The guitarist that actually can also be said to have had a hand in revolutionizing the electric guitar during the same time span – Jimmy Page, was in fact a schoolmate and childhood friend of Beck’s and they grew up learning the instrument together.
“[My parents] complained [about the guitar], but they didn’t stop me. I suppose they thought, ‘If he’s got the guitar, he’s not going out stealing.’ The only friends I had were pretty low-life; most of them were one step away from jail.”
– Jeff Beck, on the early days in Surrey, England
I probably should at this point, properly put Page in that first tier with Hendrix and Beck where he belongs. Both men were stunned when they first witnessed Jimi Hendrix at the Speakeasy and the Bag O’Nails in London and were both quick studies of Hendrix.
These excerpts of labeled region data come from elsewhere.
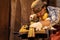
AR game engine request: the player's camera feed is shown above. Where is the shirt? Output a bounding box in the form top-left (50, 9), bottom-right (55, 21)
top-left (47, 6), bottom-right (60, 25)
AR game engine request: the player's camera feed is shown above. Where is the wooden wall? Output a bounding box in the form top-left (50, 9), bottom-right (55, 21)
top-left (10, 0), bottom-right (57, 40)
top-left (0, 0), bottom-right (10, 40)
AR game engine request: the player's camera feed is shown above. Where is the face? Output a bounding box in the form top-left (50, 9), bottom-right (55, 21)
top-left (37, 7), bottom-right (46, 17)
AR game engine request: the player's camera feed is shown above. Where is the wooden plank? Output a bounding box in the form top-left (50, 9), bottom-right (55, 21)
top-left (28, 27), bottom-right (35, 37)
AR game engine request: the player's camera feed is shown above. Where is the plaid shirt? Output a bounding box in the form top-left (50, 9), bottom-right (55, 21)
top-left (47, 6), bottom-right (60, 24)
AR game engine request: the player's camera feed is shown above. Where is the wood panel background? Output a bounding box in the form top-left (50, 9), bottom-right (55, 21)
top-left (0, 0), bottom-right (10, 40)
top-left (10, 0), bottom-right (56, 40)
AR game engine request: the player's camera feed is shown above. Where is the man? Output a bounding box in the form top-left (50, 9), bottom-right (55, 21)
top-left (30, 0), bottom-right (59, 30)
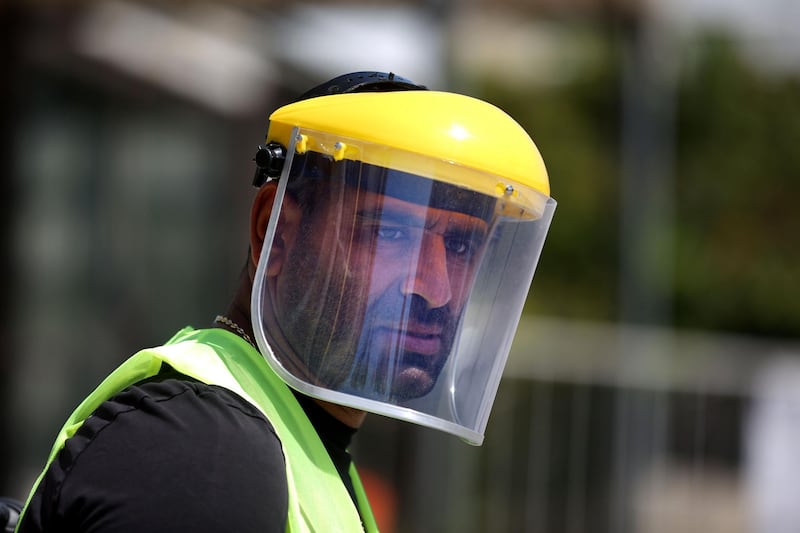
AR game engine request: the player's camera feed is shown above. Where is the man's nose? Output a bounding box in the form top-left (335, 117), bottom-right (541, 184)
top-left (402, 232), bottom-right (453, 309)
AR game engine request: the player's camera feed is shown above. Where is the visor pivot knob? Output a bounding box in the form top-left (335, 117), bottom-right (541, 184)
top-left (253, 142), bottom-right (286, 187)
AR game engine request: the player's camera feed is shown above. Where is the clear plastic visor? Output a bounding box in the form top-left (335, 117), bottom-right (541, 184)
top-left (252, 132), bottom-right (555, 445)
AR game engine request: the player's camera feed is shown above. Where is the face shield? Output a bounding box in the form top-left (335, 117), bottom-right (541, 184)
top-left (252, 125), bottom-right (555, 445)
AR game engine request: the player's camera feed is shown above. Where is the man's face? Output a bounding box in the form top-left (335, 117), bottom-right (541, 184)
top-left (274, 181), bottom-right (488, 401)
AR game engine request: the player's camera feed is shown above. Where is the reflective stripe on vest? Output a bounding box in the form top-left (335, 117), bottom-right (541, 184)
top-left (20, 328), bottom-right (378, 533)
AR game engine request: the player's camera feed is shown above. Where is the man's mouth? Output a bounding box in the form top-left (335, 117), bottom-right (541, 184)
top-left (386, 325), bottom-right (442, 356)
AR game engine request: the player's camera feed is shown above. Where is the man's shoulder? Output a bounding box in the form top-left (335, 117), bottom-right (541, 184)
top-left (18, 372), bottom-right (287, 531)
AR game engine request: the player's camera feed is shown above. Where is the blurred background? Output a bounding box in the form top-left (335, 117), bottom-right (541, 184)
top-left (0, 0), bottom-right (800, 533)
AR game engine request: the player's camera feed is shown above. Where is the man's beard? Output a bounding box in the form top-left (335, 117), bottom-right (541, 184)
top-left (336, 291), bottom-right (457, 402)
top-left (281, 264), bottom-right (458, 402)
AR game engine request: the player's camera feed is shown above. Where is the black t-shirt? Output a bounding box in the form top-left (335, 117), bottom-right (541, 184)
top-left (20, 369), bottom-right (355, 533)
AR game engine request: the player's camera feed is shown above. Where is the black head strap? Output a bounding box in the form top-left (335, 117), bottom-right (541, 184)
top-left (253, 71), bottom-right (427, 187)
top-left (297, 71), bottom-right (427, 102)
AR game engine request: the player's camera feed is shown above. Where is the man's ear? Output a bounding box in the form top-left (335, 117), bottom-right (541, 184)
top-left (250, 181), bottom-right (303, 276)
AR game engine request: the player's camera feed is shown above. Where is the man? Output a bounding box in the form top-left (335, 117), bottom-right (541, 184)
top-left (19, 73), bottom-right (555, 532)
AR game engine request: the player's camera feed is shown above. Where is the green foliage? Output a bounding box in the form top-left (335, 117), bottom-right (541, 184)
top-left (675, 33), bottom-right (800, 336)
top-left (466, 28), bottom-right (800, 336)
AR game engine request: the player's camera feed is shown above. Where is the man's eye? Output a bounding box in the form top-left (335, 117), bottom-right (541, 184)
top-left (445, 238), bottom-right (480, 256)
top-left (375, 226), bottom-right (407, 241)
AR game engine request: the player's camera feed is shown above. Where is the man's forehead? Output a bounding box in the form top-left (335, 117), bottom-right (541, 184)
top-left (293, 153), bottom-right (497, 223)
top-left (358, 185), bottom-right (494, 230)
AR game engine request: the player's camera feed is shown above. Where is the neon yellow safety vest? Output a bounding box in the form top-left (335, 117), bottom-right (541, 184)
top-left (20, 328), bottom-right (378, 533)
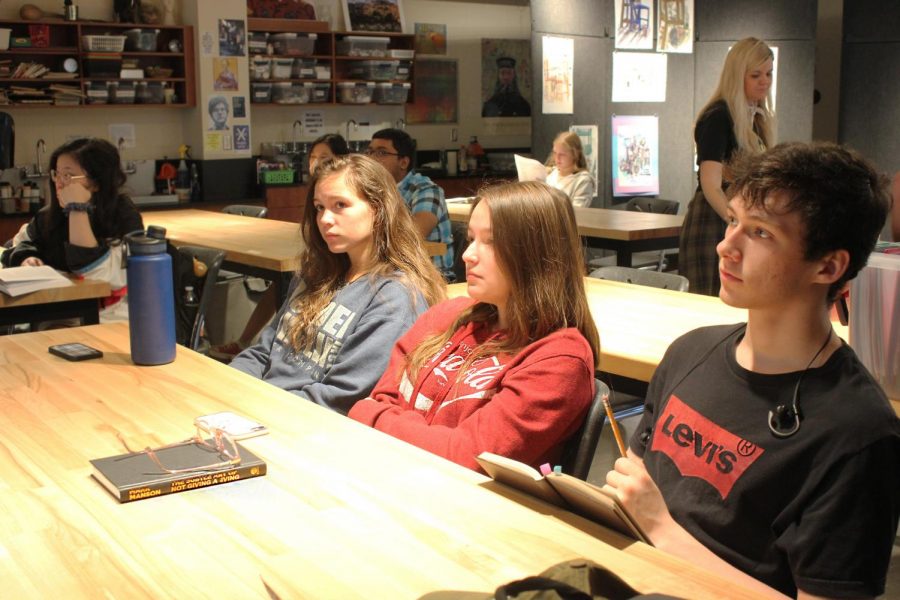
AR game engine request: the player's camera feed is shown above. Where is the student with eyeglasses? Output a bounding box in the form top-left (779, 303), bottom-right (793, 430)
top-left (0, 138), bottom-right (144, 322)
top-left (366, 129), bottom-right (456, 282)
The word about Hendrix spread quickly and every famous musician you can name, checked out Jimi and were floored as a consequence as one would expect – Hendrix was a force of nature.
Beck and Page were, if you will pardon the pun, electrified by Hendrix and Clapton was demoralized. That’s not to say that the arrival of Hendrix was not a rude awakening of sorts for Beck and Page as well as Pete Townshend.
No one was producing sounds from a solid body electric like Jimi in late 1966 although Page and Beck, in particular, were certainly pursuing parallel tracks in that direction. Hendrix was well aware of Jeff Beck even prior to their first encounter.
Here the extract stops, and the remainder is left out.